Mike Boskin, Andrew Crockett, Joe Grundfest, Rick Hanushek, Chad Jones, Pete Klenow, Ken Scott, Martin Schneider, John Shoven, George Shultz, Johannes Stroebel and John Taylor
Lee Ohanian, Professor of Economics at UCLA, addressed the group on the topic “Depressions, Crises, and Economic Policy: The 1930s and Today.” Ohanian began his presentation by documenting that during both the economic crisis of the 1930s and the recent economic downturn, labor market indicators such as employment per capita failed to improve during the recovery period. He attributed this to a labor wedge, arguing that the key to understanding both episodes was to focus on labor market distortions, which are important in explaining both the employment declines and the subsequent recovery failures.

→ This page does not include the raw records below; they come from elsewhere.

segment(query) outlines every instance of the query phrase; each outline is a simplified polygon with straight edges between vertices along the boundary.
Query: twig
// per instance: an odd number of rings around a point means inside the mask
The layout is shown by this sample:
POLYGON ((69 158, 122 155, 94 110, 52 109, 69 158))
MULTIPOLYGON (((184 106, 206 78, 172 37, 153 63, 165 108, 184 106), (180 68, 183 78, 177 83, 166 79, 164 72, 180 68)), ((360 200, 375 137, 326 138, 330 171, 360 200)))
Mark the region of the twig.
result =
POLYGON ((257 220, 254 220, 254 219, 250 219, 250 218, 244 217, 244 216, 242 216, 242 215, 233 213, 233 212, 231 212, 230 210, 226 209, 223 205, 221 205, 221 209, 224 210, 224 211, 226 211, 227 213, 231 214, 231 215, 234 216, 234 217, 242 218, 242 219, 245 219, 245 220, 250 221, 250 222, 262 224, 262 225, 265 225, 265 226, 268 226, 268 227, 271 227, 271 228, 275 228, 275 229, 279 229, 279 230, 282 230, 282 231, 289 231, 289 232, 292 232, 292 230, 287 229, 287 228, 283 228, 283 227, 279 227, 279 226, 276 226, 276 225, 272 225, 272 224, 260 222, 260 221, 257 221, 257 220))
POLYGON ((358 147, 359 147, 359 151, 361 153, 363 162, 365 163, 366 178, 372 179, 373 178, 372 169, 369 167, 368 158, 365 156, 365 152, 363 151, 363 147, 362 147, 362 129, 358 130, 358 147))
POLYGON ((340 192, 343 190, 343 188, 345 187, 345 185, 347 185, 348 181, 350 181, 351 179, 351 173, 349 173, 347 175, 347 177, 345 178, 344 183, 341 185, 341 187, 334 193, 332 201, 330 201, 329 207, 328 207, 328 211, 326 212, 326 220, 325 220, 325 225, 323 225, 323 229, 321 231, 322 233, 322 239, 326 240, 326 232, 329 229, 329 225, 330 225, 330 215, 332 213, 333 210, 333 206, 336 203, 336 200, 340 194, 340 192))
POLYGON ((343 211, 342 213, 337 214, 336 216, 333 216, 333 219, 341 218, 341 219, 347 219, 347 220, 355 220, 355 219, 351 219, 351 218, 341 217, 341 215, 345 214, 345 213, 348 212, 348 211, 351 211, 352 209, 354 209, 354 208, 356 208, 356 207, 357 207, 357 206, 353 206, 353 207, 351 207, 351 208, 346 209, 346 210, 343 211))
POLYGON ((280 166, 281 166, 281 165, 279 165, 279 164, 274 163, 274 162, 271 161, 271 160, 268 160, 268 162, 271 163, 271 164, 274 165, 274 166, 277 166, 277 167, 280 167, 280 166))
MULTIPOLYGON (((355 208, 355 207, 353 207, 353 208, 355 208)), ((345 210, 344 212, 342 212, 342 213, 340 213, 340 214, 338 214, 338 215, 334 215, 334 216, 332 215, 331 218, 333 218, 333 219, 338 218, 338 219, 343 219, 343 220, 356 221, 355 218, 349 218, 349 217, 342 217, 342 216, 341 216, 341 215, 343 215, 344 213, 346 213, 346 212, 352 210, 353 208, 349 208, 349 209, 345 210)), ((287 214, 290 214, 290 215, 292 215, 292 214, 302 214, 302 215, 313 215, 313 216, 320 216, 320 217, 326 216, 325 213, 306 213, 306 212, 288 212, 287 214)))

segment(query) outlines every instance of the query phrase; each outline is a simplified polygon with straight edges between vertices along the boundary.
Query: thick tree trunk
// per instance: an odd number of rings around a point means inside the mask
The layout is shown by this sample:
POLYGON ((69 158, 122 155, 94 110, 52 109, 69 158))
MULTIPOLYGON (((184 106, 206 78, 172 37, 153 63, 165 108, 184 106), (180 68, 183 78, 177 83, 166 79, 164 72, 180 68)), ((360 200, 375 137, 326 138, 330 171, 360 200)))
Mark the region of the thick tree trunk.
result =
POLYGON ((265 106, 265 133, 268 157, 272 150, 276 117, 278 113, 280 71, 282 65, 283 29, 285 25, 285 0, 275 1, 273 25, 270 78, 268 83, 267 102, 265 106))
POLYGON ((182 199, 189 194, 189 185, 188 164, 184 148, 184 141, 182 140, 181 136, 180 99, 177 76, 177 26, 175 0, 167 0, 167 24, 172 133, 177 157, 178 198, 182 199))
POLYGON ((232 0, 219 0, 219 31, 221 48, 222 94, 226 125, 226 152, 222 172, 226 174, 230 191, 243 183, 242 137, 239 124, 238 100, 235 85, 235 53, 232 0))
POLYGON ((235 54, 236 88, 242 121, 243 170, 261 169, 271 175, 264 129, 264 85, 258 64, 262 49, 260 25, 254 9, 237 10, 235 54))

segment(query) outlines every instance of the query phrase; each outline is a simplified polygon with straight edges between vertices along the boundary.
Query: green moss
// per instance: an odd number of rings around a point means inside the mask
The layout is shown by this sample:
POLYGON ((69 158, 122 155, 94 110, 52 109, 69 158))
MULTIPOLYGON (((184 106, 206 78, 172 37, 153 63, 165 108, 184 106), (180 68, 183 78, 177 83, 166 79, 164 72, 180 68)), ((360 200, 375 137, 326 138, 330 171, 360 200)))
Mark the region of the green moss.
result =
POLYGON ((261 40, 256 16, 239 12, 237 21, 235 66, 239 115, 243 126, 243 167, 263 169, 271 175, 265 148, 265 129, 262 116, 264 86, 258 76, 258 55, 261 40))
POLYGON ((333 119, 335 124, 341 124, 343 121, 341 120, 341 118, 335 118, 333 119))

Ohanian then provided evidence for a number of policies, such as the National Industrial Recovery Act of 1933, which restricted labor market competition and pushed wages above the market-clearing wage during the Great Depression. He argued that both Hoover and FDR believed that too much competition was a bad thing, explaining their support of cartels in many industries. In addition, they persuaded industry leaders to not cut wages in the initial years of the Depression, claiming that this would help keeping the peace with the unions. The distortions created by such policies prevented a quick labor market recovery. Ohanian also addressed a number of textbook beliefs about the Great Depression, arguing that contrary to conventional wisdom the 1930s recession was immediately severe and started before monetary contractions and banking panics.
Ohanian then argued that the recent recession similarly saw a large decline in employment, and a big gap between the marginal rate of substitution and the marginal product of labor. He conjectured that increased unemployment benefits could have contributed to this development and called for more work on understanding recent labor market distortions.